İkinci Dünya Savaşı'nın ardından dünyada en büyük ekonomik durgunluğun yaşandığını ifade eden Yılmaz, 2010 yılında, yaşanan ekonomik krizin etkilerinin daha azalacağını söyledi.
Yılmaz, dünyanın bu süreci yaşarken Türkiye'nin yapısal olarak fazla etkilenmediğine dikkati çekerek, şunları kaydetti:
"OECD ülkeleri içinde bankası batmayan tek ülke biziz. Mali yapımızın dengesi ve finansal düzenimiz iyi biçimde bu krize girdik. Siyasi istikrarda bu süreçte önemli rol oynadı. Buna rağmen dış ticaret boyutunda bu krizden etkilendik. Ancak Türkiye 5-10 yıl öncesine göre çok farklı bir yerdedir. Türkiye'nin çok büyük bir mesafe aldığını görüyoruz. İleride daha da iyi bir noktada olacağız."

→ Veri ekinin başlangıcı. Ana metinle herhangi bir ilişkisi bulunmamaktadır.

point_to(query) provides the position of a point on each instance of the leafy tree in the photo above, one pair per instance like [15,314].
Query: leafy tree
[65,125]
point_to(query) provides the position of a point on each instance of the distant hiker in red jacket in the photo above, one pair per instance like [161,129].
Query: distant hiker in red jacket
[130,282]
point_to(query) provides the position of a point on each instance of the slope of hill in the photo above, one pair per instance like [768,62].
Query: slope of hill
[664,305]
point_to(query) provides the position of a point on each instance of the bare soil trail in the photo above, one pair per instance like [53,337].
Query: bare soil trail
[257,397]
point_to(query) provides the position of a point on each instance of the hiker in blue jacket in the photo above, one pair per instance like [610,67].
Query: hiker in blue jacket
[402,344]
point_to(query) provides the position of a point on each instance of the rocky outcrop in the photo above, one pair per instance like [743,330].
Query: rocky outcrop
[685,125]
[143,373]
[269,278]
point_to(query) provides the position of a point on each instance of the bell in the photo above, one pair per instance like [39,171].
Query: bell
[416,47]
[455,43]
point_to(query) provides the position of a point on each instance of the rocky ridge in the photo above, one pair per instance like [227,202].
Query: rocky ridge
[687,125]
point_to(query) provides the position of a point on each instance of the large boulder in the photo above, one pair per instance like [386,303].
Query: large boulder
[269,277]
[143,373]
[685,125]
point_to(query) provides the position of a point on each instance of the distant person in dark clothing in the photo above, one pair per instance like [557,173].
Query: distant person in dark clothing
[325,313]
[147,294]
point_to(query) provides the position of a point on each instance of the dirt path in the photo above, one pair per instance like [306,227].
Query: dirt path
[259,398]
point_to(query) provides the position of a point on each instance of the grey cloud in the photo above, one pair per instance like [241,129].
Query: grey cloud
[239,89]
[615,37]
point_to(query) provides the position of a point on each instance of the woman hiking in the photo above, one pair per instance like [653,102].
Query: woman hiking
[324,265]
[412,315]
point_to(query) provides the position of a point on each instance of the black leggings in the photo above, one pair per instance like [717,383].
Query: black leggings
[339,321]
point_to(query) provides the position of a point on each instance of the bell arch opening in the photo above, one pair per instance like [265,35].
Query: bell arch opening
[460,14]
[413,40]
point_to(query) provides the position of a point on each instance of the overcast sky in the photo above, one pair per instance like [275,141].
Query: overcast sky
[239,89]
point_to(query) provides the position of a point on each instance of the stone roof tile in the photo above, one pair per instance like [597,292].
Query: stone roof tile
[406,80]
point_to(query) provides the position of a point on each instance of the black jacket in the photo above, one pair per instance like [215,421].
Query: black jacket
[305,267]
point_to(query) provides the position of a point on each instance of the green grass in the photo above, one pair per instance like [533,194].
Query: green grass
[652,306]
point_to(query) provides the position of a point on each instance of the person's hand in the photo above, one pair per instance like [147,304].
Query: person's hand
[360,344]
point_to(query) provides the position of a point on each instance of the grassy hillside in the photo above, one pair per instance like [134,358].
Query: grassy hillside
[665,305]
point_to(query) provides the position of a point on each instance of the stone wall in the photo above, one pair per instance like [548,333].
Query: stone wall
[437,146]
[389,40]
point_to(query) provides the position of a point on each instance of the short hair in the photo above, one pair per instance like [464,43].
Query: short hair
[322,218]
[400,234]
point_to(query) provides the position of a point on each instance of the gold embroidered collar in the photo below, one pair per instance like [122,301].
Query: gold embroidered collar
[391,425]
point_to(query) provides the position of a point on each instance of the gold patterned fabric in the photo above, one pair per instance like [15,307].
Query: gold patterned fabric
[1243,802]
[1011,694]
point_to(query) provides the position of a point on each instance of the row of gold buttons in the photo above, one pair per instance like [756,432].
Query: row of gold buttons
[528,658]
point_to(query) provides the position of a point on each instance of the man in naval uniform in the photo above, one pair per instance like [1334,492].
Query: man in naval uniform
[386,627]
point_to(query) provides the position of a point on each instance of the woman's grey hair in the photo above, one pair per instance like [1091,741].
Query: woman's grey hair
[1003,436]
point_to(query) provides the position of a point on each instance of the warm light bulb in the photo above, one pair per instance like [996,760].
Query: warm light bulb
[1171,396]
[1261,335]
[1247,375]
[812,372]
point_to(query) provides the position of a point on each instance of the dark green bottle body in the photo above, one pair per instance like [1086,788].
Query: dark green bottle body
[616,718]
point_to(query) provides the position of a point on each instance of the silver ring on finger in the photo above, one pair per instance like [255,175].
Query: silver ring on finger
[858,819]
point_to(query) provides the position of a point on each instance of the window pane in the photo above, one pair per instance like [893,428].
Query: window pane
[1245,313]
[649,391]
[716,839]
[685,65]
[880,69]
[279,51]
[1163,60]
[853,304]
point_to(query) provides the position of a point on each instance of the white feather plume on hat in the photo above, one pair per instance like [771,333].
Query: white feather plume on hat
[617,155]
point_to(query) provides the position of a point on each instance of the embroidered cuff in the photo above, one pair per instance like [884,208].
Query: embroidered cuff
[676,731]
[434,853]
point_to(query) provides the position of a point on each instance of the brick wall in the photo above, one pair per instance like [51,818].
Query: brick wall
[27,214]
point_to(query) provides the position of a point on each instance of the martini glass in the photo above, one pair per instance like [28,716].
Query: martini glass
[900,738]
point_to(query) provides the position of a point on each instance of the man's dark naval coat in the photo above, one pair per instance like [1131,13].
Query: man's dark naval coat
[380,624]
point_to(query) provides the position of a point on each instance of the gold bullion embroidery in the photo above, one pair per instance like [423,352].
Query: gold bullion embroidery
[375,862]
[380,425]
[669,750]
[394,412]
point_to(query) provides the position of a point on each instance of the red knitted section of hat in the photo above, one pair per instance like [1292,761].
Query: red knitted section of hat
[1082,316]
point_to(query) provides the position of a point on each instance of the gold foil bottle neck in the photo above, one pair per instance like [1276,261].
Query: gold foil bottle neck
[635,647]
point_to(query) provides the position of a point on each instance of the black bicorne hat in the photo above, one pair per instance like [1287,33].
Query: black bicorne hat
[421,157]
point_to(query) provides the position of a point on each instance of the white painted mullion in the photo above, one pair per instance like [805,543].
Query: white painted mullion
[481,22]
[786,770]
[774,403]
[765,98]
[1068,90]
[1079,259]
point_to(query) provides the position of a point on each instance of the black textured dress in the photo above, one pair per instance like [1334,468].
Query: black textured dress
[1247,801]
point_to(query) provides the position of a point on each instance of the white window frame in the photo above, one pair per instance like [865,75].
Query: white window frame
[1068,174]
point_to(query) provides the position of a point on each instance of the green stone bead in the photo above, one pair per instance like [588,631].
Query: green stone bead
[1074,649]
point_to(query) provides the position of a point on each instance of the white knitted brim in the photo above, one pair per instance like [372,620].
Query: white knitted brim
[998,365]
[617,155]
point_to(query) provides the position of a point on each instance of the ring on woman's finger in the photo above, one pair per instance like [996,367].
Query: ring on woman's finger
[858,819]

Yaşanan ekonomik krizde çok fazla karamsarlığa kapılmaması gerektiğini vurgulayan Yılmaz, "Bugüne çok fazla odaklanıp uzun ve orta vadeyi ihmal etmemeliyiz. Ancak orta ve uzun vadeli düşünenler ülkemizin belli bir noktaya geldiğini ve geleceğinin parlak olduğunu göreceklerdir" diye konuştu.
Bölgeler arası fark
Bakan Yılmaz, Türkiye'de bölgelerarası farkın giderilmesi için çalıştıklarını belirterek, "Bazı bölgelerimizi yük olarak görmüyoruz. Bölgelerimiz birbirleriyle yarışsın istiyoruz" dedi.
"Bir fatura kesilecekse insanımıza değil yönetime kesilmelidir" diyen Yılmaz, şöyle devam etti:
"Bu nedenle biz yöneticiler, bölgelerimizin gelişimine büyük önem veriyoruz. Kendimize güvenmeliyiz. Kalkınmayı kişi başına gelirle ölçeriz. Fakat bana göre asıl ölçü bir toplumun ortak hedefler koyup organize olabilmesidir. Bunu yapabilen bir toplum kalkınmış bir toplumdur."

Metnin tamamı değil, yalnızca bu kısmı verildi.